I really can't do it justice without the accompanying stuff in the book, but what it got me to think is something I've been trying to explain. You hear all this good stuff about "Ya gotta have big edge angles", but nobody ever says why this is a good thing. Per the above, shaped skis don't do much if they're flat on the snow, they only start making sense when they're up on edge. He has a chart that shows, for example, that on a 12 meter ski, a 45 degree angle will let you carve a turn of 8.5 meter radius, while a 60 degree angle with the same ski will allow you to carbe a 6 meter radius turn...useful stuff to know if you want to (a) stay in the course where it's offset and (b) keep the carving portion of the turn closer to the fall line.
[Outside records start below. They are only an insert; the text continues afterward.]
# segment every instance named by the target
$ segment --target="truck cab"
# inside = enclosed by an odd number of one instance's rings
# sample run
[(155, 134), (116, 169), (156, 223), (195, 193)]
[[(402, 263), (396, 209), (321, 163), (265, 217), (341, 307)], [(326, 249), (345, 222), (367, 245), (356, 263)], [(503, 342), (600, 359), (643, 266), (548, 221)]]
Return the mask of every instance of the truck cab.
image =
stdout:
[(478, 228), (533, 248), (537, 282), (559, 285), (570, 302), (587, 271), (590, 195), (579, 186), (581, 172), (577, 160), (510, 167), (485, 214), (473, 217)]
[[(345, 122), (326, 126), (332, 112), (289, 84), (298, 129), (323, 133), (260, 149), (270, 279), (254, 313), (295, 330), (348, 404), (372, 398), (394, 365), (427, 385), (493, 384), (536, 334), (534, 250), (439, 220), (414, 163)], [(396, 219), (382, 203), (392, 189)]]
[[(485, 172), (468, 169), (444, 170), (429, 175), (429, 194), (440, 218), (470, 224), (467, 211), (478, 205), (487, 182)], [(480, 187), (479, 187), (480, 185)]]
The platform thing concept, I'm not doing justice to. But at least a simple component of it is, something we've all taken for granted but probably never thought about, which is without a sufficient platform, the ski's going to slip down the hill. The way I've been feeling this is that there is a totally flat ski, which, of course, is going to slip if you're at all across the fall line, and a really BIG edge angle, which will provide a suitable platform. But there are also angles in between that aren't big enough to provide a sufficient platform...so you'll essentially skip off the edge sideways, reengage the edge again, skip off it again, and so forth, until you end up in the harbor chop below the gate. That's something I have a lot of experience with, and plan to eliminate this year by...making sure I have the optimum platform angle.
Let me leave it at that, those were the things I came away with for what I'm doing, and again, my paraphrase, so my apologies, in advance, if I've misconstrued any of Ron's intent...

Quote:
Originally Posted by
borntoski683 
SkiRacer, would you mind writing up a summary of LeMaster's presentation last week?